Two to three years ago the property market was all about sellers, rising prices and the tale of two cities with Cape Town on a high performance trajectory with no price too high for upper end sellers.
Now, says Samuel Seeff, chairman of the Seeff Property Group, it is all about buyers and the tale of two markets with two distinct price tiers operating in a juxtaposition. The low to mid-market to R1.8 million (R3 million in some areas) has performed well despite perceptions. In contrast, the R10 million-plus upper-end market is almost dead compared to three years ago.
After the initial optimism following the elections, 2019 emerged as challenging for the property market, bogged down by the ongoing low-growth economy, political noise and property ownership concerns. Activity has concentrated largely in the market below R1.8 million (R3 million in some areas) comprising of buyers who are generally committed to staying and happy to buy.
With no discretionary money, this market has been boosted by the favourable mortgage lending climate and unprecedented bank approval rates.
The flat interest rate and July rate cut was a further boost while the flat price growth which has remained in the 3.6% range, has kept house prices flat, further supporting activity in this market.
Although the time on the market lengthened and most sellers have to offer a discount on their asking prices, this market remains fairly active, the property group said.
The market above R10 million which comprises of buyers with discretionary money who do not have to buy, has remained largely in a holding pattern, waiting to see how the economy and political environment unfold. They remain cautious given that property is generally a 20 year investment and want to see visible and significant change in the economy and political situation before committing.
The effect has been a notable decline in high end sales and prices. Activity has practically halved on the Atlantic Seaboard compared to 2016 with the highest price achieved barely reaching R60 million compared to R290 million just three years ago.
In the Sandton/Joburg area, only two R20 million-plus sales have been recorded for this year compared to about 2-3 per month in the 2016/2017 period. Foreign buying remains notably down, and we might actually have more foreign sellers than buyers on the Atlantic Seaboard this year.
When this market does buy, they are spending considerably less per transaction, opting perhaps to take the balance off-shore where they are possibly earning lower yields compared to what they could have earned from a good property market.

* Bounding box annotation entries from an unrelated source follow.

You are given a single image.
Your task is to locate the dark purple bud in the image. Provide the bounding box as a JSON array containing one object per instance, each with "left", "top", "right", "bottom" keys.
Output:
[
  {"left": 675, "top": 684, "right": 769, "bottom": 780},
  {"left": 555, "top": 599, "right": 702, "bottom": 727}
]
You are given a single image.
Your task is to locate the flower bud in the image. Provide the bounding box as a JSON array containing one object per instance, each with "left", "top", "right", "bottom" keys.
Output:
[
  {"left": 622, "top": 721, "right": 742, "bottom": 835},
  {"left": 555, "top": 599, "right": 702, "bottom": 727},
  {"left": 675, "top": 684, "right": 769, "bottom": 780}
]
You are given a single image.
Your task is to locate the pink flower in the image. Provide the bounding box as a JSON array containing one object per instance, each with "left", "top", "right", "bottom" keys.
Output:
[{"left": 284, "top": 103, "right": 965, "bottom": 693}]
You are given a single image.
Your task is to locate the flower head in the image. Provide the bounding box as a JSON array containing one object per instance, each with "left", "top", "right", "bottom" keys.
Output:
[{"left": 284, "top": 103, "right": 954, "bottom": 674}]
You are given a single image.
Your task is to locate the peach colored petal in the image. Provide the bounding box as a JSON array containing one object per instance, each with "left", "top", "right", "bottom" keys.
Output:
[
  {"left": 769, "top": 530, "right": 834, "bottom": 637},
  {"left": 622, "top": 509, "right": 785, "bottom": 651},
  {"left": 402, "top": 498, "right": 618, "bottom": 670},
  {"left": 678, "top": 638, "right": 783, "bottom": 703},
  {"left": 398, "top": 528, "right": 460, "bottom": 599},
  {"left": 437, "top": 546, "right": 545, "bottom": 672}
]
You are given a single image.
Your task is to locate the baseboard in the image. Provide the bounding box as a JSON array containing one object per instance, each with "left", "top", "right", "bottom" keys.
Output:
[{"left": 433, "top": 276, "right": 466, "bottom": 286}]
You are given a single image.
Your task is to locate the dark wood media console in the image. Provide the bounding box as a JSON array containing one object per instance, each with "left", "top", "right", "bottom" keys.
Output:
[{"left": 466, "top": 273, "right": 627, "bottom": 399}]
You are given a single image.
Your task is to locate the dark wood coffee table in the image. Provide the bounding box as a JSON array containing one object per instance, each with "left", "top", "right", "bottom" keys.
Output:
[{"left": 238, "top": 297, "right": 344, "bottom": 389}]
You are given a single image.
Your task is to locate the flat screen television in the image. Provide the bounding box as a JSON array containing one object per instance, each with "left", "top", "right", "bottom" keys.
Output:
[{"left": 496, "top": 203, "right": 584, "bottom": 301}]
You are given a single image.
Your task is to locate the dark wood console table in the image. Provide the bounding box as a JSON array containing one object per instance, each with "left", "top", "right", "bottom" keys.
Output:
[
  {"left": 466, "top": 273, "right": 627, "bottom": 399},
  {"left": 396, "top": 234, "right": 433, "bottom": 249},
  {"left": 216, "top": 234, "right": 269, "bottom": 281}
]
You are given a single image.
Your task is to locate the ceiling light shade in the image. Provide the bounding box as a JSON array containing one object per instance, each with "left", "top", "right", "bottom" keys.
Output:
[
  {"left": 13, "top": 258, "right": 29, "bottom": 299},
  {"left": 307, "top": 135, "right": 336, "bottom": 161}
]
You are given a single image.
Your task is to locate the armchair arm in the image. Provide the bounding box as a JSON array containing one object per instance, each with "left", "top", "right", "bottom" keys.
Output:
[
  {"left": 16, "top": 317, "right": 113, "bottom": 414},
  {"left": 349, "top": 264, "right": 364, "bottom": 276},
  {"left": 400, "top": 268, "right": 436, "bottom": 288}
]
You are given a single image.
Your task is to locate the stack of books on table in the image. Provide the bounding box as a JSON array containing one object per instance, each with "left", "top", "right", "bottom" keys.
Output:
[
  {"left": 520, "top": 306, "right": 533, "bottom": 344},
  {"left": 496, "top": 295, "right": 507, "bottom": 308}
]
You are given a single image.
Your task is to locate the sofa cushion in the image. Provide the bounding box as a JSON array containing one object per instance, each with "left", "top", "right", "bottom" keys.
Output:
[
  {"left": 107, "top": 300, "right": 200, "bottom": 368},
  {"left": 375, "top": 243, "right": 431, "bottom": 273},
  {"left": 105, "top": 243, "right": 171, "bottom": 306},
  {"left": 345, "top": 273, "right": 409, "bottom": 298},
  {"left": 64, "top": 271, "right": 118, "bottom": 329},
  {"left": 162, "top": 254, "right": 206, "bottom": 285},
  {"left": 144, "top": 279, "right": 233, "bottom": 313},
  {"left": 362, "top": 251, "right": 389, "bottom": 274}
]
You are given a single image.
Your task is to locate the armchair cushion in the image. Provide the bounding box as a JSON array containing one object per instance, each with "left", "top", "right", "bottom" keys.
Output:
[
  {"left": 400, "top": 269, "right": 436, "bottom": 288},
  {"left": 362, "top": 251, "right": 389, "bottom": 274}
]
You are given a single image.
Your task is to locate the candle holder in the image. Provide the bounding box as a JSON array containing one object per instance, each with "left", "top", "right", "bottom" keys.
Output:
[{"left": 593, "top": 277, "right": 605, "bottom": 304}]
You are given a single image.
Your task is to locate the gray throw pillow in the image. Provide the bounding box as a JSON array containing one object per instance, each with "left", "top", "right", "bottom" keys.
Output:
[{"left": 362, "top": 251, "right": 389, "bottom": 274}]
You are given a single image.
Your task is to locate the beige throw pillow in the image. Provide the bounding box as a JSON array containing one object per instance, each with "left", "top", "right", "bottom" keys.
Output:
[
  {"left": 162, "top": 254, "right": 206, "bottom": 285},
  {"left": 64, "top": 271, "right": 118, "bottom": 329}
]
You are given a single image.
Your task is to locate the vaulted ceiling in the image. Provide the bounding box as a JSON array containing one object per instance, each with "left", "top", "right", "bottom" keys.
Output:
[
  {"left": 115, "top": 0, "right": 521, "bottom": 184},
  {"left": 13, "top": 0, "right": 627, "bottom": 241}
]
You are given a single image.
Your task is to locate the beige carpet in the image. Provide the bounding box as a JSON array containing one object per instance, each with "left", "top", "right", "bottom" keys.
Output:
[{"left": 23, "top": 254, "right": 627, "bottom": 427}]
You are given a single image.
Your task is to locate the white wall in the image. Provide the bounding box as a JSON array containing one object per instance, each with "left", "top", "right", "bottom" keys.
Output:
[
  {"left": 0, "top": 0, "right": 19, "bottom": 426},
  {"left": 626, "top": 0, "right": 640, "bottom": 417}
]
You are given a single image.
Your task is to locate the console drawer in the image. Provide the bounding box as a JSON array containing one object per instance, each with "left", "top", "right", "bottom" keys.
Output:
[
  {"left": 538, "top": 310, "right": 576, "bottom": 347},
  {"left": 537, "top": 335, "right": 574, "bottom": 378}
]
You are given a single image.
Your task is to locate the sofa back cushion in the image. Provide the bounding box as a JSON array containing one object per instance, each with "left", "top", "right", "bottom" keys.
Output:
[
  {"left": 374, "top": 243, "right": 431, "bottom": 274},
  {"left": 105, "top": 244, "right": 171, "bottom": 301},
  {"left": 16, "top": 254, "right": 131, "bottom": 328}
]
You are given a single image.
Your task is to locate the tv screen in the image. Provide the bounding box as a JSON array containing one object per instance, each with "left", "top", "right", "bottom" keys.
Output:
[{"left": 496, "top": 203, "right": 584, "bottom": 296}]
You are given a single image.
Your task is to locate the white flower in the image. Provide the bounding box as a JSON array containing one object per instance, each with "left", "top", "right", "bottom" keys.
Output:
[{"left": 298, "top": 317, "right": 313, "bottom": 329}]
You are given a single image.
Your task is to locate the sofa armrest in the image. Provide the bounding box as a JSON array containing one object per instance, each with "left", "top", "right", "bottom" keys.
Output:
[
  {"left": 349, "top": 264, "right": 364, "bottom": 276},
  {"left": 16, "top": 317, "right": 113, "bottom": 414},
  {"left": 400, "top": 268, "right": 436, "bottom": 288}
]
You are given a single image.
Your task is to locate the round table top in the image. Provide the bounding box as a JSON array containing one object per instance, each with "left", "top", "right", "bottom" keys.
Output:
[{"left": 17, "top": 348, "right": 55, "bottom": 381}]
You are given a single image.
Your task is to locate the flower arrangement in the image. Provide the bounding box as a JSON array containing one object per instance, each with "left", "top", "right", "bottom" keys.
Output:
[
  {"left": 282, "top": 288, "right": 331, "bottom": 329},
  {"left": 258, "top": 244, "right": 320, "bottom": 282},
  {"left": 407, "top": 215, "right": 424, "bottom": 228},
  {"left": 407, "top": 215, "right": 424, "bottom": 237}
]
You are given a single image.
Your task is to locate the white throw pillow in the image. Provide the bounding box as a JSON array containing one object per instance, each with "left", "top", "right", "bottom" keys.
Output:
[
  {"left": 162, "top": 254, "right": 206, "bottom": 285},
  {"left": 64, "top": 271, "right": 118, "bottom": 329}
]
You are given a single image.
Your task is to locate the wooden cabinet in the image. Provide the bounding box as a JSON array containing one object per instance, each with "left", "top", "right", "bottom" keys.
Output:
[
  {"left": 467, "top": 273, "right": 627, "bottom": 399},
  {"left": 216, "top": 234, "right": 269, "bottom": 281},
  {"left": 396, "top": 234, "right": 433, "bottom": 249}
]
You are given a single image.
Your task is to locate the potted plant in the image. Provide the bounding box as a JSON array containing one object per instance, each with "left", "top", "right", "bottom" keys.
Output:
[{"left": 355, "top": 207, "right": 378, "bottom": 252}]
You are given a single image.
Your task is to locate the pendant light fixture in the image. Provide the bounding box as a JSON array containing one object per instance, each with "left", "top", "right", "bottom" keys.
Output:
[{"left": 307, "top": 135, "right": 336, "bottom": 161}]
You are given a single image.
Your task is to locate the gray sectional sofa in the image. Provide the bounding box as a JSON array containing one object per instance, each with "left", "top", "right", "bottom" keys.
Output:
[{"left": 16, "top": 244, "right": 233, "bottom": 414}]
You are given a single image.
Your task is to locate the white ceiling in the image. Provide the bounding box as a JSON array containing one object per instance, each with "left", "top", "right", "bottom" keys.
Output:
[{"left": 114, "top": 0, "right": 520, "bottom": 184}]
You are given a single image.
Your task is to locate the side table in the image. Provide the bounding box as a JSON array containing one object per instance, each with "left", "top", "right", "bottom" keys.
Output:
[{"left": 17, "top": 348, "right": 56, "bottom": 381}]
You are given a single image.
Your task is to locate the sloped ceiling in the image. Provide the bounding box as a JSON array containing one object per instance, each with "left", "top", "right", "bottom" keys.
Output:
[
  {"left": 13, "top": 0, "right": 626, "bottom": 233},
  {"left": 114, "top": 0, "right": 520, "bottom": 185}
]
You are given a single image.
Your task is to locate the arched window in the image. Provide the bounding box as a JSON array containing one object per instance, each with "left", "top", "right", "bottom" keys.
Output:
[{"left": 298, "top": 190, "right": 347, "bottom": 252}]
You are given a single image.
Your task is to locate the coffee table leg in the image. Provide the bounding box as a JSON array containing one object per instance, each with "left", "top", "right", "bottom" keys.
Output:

The challenge, said Seeff, is that you have to sell a lot of R1 million properties to make up the transfer duty and economic benefits of a R10 million sale.
The upside to the market, is that it is one of the best times to buy and Seeff expects this to remain the case during the early part of 2020. While we anticipate an increase in the number of transactions, the tale of two markets will likely continue with activity concentrated largely below R1.8 million, supported by the low borrowing costs and favourable mortgage lending conditions.
Seeff said that2020 will start off with a market which remains oversupplied in most areas. Price growth is expected to remain flat in the 4% range at best and sellers will need to keep their asking prices market-related or risk not attracting buyer interest.
“That said, the Springbok win has gifted South Africa a ray of sunshine and has shown what is possible and can be achieved if there is political will and commitment. It has lifted the mood in the country, and we hope that this can spill into the economy and property market. Until then property 2020 is likely to be more of the same,” Seeff said.